What Is Dry Socket or What Is A Dry Socket?
It’s the loss of a blood clot after a tooth is removed. The boney socket being uncovered is considered “dry” exposing it to your oral environment. When it occurs before your body has completely covered the lining of the socket with a thick layer of healing cells, naked bone is exposed.
Bacteria in your mouth invade the bone lining the socket and create bone inflammation, a limited infection and usually strong pain.
The naked unprotected bone of dry socket exposes live nerves hence the strong pain. Hot, cold, food, alcohol all increase the pain that does not respond to pain medications easily.
When Does A Dry Socket Occur?
The timing of a dry socket is usually from 2 to 5 days after the tooth is removed.
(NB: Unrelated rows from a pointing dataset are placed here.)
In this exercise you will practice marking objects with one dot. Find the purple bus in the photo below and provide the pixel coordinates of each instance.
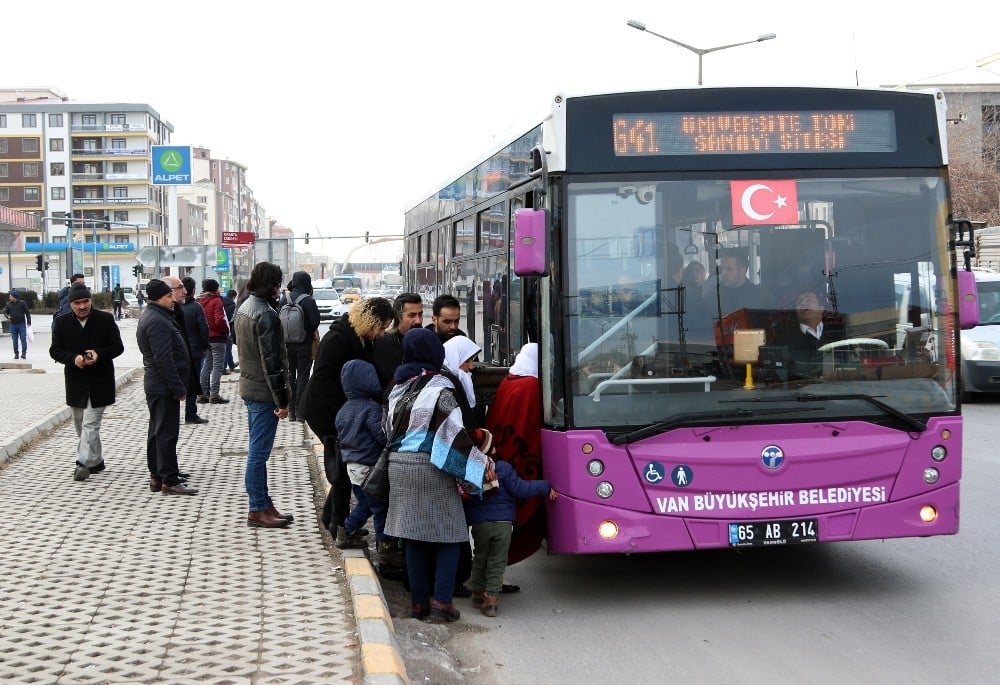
(744, 304)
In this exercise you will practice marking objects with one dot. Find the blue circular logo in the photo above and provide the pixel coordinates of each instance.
(682, 475)
(654, 472)
(772, 457)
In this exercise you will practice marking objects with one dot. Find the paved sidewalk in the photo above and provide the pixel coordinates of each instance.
(106, 582)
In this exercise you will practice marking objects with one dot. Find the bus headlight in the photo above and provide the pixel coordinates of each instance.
(608, 530)
(980, 350)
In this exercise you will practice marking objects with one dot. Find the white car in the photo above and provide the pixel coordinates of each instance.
(329, 304)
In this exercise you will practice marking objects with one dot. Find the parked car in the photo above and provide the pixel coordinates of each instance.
(329, 303)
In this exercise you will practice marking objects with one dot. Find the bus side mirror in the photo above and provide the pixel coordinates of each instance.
(968, 300)
(529, 242)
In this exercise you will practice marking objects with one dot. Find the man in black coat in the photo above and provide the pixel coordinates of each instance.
(166, 363)
(86, 343)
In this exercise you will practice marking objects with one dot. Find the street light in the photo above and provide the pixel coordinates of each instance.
(701, 52)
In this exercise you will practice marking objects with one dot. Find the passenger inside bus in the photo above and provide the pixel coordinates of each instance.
(815, 327)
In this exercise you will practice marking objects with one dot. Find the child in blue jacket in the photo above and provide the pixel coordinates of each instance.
(492, 521)
(359, 430)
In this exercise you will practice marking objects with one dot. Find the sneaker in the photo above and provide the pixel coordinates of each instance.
(353, 541)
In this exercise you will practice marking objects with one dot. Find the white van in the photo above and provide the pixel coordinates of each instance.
(981, 345)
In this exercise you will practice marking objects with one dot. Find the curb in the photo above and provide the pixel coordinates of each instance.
(380, 655)
(54, 420)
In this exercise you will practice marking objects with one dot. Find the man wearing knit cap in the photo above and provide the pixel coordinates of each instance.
(166, 363)
(85, 342)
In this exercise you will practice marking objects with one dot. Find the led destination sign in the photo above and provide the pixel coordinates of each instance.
(727, 133)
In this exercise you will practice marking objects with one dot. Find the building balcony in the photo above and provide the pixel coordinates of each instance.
(112, 152)
(112, 128)
(93, 201)
(110, 177)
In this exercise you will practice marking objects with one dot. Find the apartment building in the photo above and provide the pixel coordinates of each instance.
(86, 169)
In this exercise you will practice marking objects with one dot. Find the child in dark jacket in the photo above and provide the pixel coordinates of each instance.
(359, 427)
(492, 521)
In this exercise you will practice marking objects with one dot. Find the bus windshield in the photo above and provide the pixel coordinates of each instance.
(671, 309)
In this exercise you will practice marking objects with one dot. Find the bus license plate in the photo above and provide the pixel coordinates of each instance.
(764, 533)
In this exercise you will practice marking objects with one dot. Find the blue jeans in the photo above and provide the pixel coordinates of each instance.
(263, 425)
(19, 331)
(362, 510)
(431, 566)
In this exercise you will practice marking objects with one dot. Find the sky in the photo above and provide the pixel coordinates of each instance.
(348, 113)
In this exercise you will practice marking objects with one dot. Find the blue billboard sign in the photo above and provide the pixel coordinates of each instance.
(171, 165)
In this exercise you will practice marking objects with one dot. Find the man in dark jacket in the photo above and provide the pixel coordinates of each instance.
(388, 353)
(64, 294)
(349, 337)
(263, 386)
(166, 362)
(229, 306)
(218, 334)
(300, 353)
(17, 313)
(86, 343)
(195, 327)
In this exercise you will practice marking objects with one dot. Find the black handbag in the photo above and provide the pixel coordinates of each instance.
(376, 483)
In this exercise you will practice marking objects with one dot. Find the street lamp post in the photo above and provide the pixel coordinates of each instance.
(701, 52)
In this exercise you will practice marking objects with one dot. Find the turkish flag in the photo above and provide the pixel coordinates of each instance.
(764, 202)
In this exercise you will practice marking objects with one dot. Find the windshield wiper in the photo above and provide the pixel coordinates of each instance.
(681, 419)
(906, 419)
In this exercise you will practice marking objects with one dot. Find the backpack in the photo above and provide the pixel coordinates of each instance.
(293, 320)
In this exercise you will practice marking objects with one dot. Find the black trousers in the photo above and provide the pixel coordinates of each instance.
(338, 501)
(299, 366)
(161, 438)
Just enough time for you to have accidentally lost the clot by not following the recommended after-treatment care instructions carefully.
Other times, the clot spontaneously breaks down even though you have followed the instructions to the letter. The pain is the same. This is a frustration for your dentist too, as he or she are hoping for a pain free recovery for you. A variety of anti-bacterial rinses before treatment, antibiotics placed into the open socket after tooth removal and a host of others efforts have been tried to avoid the dreaded dry socket. In spite of your dentist’s and your best efforts you may still encounter a dry socket.
How Often Does Dry Socket Occur?
Dry socket complications occur in about 1 out of 20 routine dental tooth removal procedures. Third molar teeth, especially the lower jaw impacted type, have a dry socket complication rate as high as 1 in 3 or 4 procedures.
Considering that a joint has been destroyed and exposed to saliva and bacteria in the process, I am amazed that the rate is as low as it is. If it occurs, you are not without options.
Dry Socket Treatment Helps Tremendously
Your dentist can dispense a paste that can be squirted into the socket to reduce the pain, slow bacterial spread and allow your body to start healing again. It is reapplied as needed until the area is comfortable.
Various socket dressings are available that will need to be applied repeatedly so multiple visits to your dentist will be necessary until the area is comfortable.
Home remedies including olive soaked gauze with a drop or two of clove oil are said to bring soothing relief while waiting to see your dentist. If you are experiencing pain you suspect is dry socket related or any other dental pain, contact your holistic or biological dentist immediately.
Often with dry socket pain there is no easy path to follow, it just takes time.